Cegerxwîn'in daha önce yayınlanmamış ses kaydı
Dosya Haberleri —
- Büyük Kürt şairi Cegerxwîn, 22 Ekim 1984 tarihinde gözlerini bu dünyaya kapadığında, uğruna sürgünler, cezaevleri gördüğü, şiirler yazdığı Kürdistan'da yepyeni bir dönem açılıyordu. 15 Ağustos'un hemen ertesiydi. İlk kurşunun sesi kulaklarına varmış olmalıydı.

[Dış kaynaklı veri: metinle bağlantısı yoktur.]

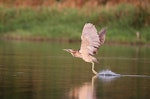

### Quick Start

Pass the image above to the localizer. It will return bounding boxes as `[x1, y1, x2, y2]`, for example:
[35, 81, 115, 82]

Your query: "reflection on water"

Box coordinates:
[0, 41, 150, 99]
[69, 76, 97, 99]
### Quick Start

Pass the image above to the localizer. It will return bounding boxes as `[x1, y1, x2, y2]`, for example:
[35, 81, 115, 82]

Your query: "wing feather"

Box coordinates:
[79, 23, 106, 55]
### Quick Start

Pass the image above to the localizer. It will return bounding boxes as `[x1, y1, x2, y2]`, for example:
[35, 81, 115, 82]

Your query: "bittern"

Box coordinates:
[64, 23, 106, 74]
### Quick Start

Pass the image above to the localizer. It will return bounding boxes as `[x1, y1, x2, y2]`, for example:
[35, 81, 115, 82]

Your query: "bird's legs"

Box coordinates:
[92, 62, 98, 75]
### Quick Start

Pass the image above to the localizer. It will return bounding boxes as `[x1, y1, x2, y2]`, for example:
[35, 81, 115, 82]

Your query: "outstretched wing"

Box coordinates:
[79, 23, 105, 55]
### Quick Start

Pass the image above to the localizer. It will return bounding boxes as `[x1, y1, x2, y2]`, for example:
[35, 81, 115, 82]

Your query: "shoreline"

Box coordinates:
[0, 36, 150, 46]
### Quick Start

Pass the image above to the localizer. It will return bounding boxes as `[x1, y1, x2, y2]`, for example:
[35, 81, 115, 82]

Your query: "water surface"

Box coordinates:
[0, 41, 150, 99]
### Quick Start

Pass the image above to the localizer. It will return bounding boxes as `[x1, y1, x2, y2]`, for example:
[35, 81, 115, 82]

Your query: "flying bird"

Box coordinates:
[64, 23, 106, 74]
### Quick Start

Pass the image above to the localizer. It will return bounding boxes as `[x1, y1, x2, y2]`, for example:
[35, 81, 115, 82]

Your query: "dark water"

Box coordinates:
[0, 41, 150, 99]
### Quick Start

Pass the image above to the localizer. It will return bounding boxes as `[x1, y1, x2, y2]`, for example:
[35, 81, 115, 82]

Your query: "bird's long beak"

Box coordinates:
[63, 49, 70, 53]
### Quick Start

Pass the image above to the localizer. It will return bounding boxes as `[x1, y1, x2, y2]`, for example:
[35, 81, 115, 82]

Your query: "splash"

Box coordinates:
[99, 69, 121, 76]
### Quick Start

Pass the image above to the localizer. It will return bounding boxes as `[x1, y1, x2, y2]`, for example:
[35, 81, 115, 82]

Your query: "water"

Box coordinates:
[0, 41, 150, 99]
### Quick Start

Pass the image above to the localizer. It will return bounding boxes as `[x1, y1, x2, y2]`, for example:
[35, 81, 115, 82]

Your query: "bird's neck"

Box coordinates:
[74, 51, 82, 58]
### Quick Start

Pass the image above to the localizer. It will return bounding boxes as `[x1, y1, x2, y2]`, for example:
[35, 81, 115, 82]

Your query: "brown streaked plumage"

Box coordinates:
[64, 23, 106, 74]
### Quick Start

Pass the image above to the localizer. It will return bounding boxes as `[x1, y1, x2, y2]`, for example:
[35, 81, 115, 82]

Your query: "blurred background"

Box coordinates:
[0, 0, 150, 44]
[0, 0, 150, 99]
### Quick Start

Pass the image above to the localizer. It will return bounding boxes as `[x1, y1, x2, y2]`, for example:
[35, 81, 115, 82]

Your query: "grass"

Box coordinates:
[0, 4, 150, 43]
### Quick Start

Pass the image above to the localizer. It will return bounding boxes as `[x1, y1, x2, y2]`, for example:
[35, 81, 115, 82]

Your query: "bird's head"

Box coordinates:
[63, 49, 76, 57]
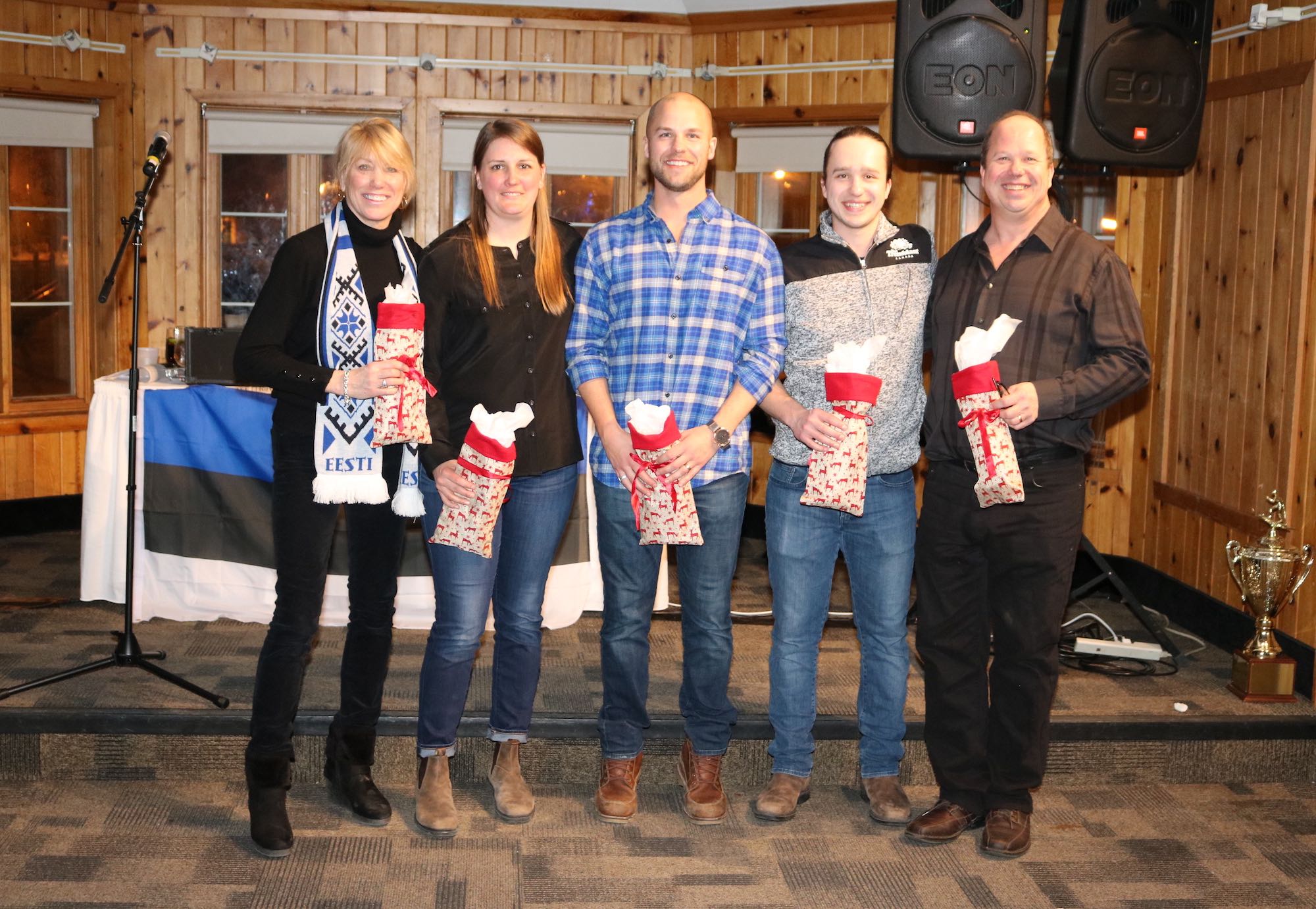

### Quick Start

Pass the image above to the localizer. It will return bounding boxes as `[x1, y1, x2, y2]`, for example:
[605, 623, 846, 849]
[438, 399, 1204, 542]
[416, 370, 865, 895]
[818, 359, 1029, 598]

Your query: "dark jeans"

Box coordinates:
[915, 453, 1083, 813]
[416, 464, 579, 756]
[594, 473, 749, 758]
[247, 427, 407, 758]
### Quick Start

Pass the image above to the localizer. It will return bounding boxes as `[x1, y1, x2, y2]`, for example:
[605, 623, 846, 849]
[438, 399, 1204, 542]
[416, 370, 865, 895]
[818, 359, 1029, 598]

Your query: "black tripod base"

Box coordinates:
[0, 631, 229, 709]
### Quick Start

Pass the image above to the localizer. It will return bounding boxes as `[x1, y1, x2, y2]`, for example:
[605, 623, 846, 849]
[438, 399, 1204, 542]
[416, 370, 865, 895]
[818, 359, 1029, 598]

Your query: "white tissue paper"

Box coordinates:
[826, 334, 887, 374]
[626, 398, 671, 436]
[471, 400, 534, 448]
[384, 284, 416, 303]
[955, 312, 1024, 369]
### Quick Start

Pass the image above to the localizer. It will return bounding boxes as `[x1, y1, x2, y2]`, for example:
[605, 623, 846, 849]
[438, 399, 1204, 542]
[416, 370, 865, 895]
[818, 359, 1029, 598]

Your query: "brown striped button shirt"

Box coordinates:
[923, 205, 1152, 461]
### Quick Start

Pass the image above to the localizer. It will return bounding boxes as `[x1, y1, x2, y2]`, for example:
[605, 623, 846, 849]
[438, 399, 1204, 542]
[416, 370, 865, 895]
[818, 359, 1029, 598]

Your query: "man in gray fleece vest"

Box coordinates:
[754, 126, 936, 825]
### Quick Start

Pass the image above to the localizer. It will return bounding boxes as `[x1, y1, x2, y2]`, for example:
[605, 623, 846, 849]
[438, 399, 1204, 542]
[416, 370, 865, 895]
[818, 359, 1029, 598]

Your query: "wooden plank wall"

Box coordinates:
[1121, 0, 1316, 643]
[0, 0, 138, 500]
[7, 0, 1316, 666]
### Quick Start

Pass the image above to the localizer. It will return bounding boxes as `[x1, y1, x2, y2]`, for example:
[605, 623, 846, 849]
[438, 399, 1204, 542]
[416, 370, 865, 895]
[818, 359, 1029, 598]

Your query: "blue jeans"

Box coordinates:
[416, 464, 578, 755]
[767, 461, 916, 777]
[594, 473, 749, 759]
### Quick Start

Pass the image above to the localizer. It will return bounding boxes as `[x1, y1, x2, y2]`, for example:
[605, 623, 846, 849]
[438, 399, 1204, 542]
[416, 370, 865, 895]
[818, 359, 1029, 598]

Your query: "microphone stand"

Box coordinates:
[0, 146, 229, 708]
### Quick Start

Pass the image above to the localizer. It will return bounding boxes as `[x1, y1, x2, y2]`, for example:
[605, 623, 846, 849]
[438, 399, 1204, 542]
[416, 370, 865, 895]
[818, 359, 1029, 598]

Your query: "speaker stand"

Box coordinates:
[1070, 534, 1180, 656]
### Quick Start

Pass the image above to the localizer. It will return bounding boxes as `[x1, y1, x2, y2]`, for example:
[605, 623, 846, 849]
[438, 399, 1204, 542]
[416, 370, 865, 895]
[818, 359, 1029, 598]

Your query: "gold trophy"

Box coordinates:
[1225, 490, 1312, 701]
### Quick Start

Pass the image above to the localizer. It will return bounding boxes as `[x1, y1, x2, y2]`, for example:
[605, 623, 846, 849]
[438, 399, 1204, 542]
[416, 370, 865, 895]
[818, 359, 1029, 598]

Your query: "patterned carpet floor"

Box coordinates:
[0, 532, 1311, 719]
[0, 769, 1316, 909]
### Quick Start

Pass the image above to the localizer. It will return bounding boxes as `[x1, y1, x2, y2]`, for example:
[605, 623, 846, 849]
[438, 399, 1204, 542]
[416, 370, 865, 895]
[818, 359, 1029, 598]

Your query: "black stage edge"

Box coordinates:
[0, 493, 82, 536]
[1105, 554, 1316, 700]
[10, 708, 1316, 742]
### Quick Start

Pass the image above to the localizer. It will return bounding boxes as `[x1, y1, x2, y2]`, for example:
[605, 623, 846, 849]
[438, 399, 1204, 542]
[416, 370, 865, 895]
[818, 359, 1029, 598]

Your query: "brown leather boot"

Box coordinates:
[676, 739, 726, 823]
[979, 808, 1032, 859]
[754, 773, 809, 821]
[905, 798, 982, 843]
[490, 742, 534, 823]
[859, 776, 909, 826]
[594, 754, 645, 823]
[416, 755, 457, 838]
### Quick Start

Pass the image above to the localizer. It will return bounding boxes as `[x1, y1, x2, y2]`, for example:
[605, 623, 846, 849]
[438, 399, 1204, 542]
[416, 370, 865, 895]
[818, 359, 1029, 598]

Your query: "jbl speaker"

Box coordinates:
[183, 325, 242, 384]
[1046, 0, 1215, 170]
[892, 0, 1046, 161]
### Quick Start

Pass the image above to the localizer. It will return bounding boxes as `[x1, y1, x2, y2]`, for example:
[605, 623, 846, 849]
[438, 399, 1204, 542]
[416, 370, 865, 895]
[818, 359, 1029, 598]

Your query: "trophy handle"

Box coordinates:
[1225, 540, 1242, 602]
[1284, 543, 1316, 600]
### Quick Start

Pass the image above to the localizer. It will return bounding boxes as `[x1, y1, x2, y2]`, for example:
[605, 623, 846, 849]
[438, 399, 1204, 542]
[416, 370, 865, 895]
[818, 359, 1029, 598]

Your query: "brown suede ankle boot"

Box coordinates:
[490, 742, 534, 823]
[416, 755, 457, 838]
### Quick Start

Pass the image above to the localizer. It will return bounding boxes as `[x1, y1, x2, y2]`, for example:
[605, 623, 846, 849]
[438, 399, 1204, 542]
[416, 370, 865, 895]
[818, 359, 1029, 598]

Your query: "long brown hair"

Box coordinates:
[462, 118, 571, 316]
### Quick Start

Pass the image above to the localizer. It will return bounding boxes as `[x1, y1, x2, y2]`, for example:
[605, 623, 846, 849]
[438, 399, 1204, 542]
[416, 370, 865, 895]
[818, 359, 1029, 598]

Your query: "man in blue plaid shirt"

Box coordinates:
[567, 92, 786, 823]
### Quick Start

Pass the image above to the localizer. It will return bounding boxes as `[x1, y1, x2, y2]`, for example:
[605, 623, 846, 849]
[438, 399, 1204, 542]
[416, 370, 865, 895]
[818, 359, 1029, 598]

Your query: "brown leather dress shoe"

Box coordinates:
[676, 739, 726, 823]
[859, 776, 909, 826]
[905, 800, 980, 843]
[594, 755, 645, 823]
[978, 808, 1032, 859]
[754, 773, 809, 821]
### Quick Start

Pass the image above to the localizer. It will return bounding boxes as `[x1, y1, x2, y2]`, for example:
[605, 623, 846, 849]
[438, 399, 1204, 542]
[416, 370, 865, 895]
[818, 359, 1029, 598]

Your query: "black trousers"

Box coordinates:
[915, 453, 1083, 813]
[247, 427, 407, 758]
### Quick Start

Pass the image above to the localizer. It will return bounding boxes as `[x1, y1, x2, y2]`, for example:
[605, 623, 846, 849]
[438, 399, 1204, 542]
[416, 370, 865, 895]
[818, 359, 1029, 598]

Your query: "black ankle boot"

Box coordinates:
[246, 755, 292, 859]
[325, 726, 393, 827]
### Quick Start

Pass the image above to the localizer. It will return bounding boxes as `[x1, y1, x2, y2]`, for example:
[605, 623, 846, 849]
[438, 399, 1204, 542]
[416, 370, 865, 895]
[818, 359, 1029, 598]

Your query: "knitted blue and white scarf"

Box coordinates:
[312, 201, 424, 518]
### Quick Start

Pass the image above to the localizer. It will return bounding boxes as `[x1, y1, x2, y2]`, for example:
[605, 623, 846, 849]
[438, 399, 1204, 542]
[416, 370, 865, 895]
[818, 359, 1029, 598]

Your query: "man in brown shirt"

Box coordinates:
[905, 111, 1150, 856]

- Peki uzun yıllarını geçirdiği Rojava'nın bugün dünyaya ilham veren bir ülkeye dönüştüğünü, Cegerxwîn isminin burada dalgalandığını görseydi ne derdi? Sanırım gözlerinin içi gülerdi. Ama gözlerini bu dünyaya yummadan önce, ilk kez duyacağınız kısa bir ses kaydına ulaştık.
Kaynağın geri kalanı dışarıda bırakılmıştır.